Os dois grupos de populações analisados por Antonio Candido em Os Parceiros do Rio Bonito eram grupos dinâmicos enraizados nas tradições caipiras e, portanto, não imunes e indiferentes à possibilidade da inovação e transformação social. Candido aponta o empobrecimento, a redução da vida econômica e da sociabilidade aos mínimos vitais. Ao usar o exemplo do rapto de uma noiva como solução para o não pagamento da festa de casamento – e assim não passar vergonha com os familiares e vizinhos –, o autor mostra o quanto o caipira é criativo e inventivo.
O caipira de Antonio Candido é um caipira original, que não foi contaminado pela economia de mercado, analisou Martins. Esse caipira se organiza e se manifesta depois da crise da escravidão, do colonato, da decadência do café, e isso faz com que o dono de fazenda o queira novamente trabalhando em suas terras. Então esse caipira se restabelece, se reinventa e se adapta à crise. “Para Candido, o caipira não é uma manifestação de imobilismo, e sim de altíssima competência inventiva e criativa, cuja matriz está na própria cultura caipira”, refletiu Martins.
Ainda durante o colóquio, José de Souza Martins apontou a diferença entre o livro Casa-Grande e Senzala, de Gilberto Freyre, e Os Parceiros do Rio Bonito, de Antonio Candido. Para o professor, enquanto Freyre trabalha com as figuras dominantes do canavial açucareiro nordestino, tentando explicar o Brasil através dessas figuras, Candido procura nas figuras irrelevantes a realidade social brasileira. “A estratégia que os sujeitos pequenos são capazes de fazer para sobreviver é onde se apresentam as estruturas sociais mais profundas e explicativas das coisas, que não são visíveis no plano convencional. Freyre escolheu a figura que mais acoberta, que é o senhor da casa-grande, enquanto Candido escolheu o caipira, que mais revela”, analisou Martins.
Os Colóquios Mindlin
Os colóquios realizados pela Biblioteca Brasiliana Guita e José Mindlin (BBM) têm o objetivo de discutir a obra de importantes figuras da intelectualidade brasileira ou estrangeira que se destacaram na história da cultura do Brasil.

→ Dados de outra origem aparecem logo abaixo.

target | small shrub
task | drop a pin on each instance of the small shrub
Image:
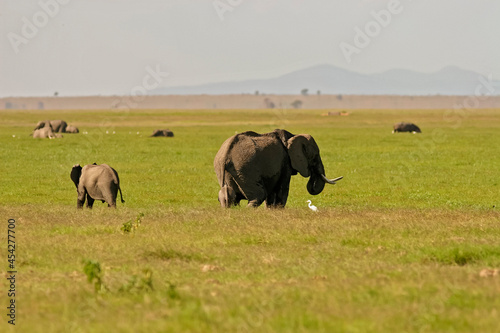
(92, 270)
(131, 226)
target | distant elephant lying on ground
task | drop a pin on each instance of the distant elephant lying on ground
(58, 126)
(45, 133)
(96, 182)
(165, 132)
(72, 129)
(258, 167)
(406, 127)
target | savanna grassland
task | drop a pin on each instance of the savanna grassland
(408, 241)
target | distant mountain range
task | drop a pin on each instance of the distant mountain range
(329, 79)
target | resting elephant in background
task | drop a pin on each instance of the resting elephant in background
(71, 129)
(44, 133)
(406, 127)
(165, 132)
(58, 126)
(258, 167)
(96, 182)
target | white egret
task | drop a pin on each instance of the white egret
(312, 207)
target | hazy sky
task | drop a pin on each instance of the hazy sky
(83, 47)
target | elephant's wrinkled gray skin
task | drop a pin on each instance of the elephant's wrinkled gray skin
(258, 167)
(72, 129)
(165, 133)
(96, 182)
(44, 133)
(58, 126)
(406, 127)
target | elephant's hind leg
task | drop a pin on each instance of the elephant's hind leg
(256, 197)
(81, 198)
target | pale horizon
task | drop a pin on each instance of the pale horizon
(107, 48)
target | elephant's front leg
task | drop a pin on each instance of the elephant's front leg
(90, 201)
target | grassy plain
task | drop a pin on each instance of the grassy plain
(397, 246)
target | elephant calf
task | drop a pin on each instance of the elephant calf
(406, 127)
(258, 167)
(96, 182)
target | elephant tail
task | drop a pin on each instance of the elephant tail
(121, 196)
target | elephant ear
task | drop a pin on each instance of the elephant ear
(297, 147)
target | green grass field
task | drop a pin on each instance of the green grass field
(397, 246)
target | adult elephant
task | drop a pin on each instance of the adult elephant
(406, 127)
(96, 182)
(44, 133)
(72, 129)
(58, 126)
(165, 133)
(258, 167)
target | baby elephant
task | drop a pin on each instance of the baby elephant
(96, 182)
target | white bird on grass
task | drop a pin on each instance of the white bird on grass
(312, 207)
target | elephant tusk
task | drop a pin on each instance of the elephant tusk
(331, 181)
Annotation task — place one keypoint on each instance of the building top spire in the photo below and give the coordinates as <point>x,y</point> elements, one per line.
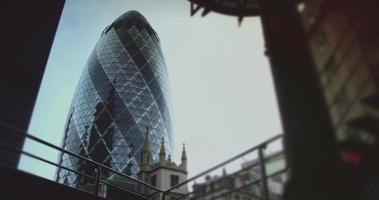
<point>146,142</point>
<point>162,152</point>
<point>184,154</point>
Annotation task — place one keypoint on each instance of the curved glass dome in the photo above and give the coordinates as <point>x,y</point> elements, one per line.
<point>122,90</point>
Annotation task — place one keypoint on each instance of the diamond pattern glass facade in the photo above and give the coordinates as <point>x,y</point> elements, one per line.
<point>122,90</point>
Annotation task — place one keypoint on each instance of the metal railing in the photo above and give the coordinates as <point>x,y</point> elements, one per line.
<point>157,192</point>
<point>99,168</point>
<point>261,162</point>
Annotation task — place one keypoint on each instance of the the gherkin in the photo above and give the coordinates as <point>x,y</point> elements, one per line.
<point>122,90</point>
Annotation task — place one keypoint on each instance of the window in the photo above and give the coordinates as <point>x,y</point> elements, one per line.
<point>174,180</point>
<point>153,180</point>
<point>330,68</point>
<point>322,41</point>
<point>342,101</point>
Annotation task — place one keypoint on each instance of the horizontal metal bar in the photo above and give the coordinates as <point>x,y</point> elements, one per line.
<point>250,184</point>
<point>123,189</point>
<point>22,133</point>
<point>233,174</point>
<point>2,145</point>
<point>263,144</point>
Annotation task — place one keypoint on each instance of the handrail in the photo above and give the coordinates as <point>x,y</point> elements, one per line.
<point>249,184</point>
<point>2,145</point>
<point>22,133</point>
<point>261,145</point>
<point>236,173</point>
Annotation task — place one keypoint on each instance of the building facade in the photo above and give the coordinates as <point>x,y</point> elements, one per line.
<point>245,184</point>
<point>344,43</point>
<point>163,174</point>
<point>122,90</point>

O 1º Colóquio Mindlin aconteceu em 22 de abril passado e apresentou a pesquisa de Sérgio Buarque de Holanda sobre o tema da expansão paulista. Foi coordenado pela professora Laura Mello e Souza e pelo professor André Sekkel Cerqueira. O 2º colóquio, ocorrido no dia 19 de maio passado, tratou da vida e obra de Rubens Borba de Moraes, com coordenação da professora Ana Maria Camargo e do professor Briquet de Lemos. O 3º colóquio, no dia 19 de novembro, abordou a obra de Antonio Candido,Os Parceiros do Rio Bonito, e foi organizado pelo professor Celso Lafer e exposto pelo professor José de Souza Martins.